Fundamentals of Statistics 15-Time-Series Analysis
Time-SeriesAnalysis is the process of breaking down the original sales into four parts to look at-trend, cycle, period, and instability-and then synthesizing these factors to come up with a sales forecast. The emphasis is on extracting image-related features and analyzing the process of change and scale of development through continuous remote sensing observation of an area over a certain period of time.

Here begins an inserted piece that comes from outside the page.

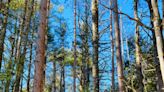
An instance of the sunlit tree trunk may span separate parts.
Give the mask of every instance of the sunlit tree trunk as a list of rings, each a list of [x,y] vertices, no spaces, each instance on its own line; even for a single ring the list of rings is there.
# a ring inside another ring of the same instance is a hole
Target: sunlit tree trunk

Of course, it is first necessary to determine the period of remote sensing monitoring according to the time-phase change characteristics of the detection object, so as to select the appropriate remote sensing data.
For example, rainfall:
If a set of time series meets the following conditions:
then it is called white noise.
In particular, it becomes Gaussian white noise if it obeys a normal distribution with zero mean and finite variance.
In time series models, we generally decompose the data into parts that can be fitted (or predicted), plus there is randomness caused by white noise.
How much of the object under study:
Statistical properties of the series:
Influences on the time series:
Superposition of influences:
What are the elements of time series analysis?
Time series are suitable for graphical representation: numerical axis, time axis.
The forecasting object, the forecasting target and the influencing factors on the forecasting are regarded as having a time sequence, as a function of time, and the time series method is to study the forecasting object’s own change process and development trend. According to the causal relationship between the forecast object and the influencing factors and their degree of influence to project the future. There are many factors related to the target, only those with a strong causal relationship can be selected for the prediction of the impact of the factors.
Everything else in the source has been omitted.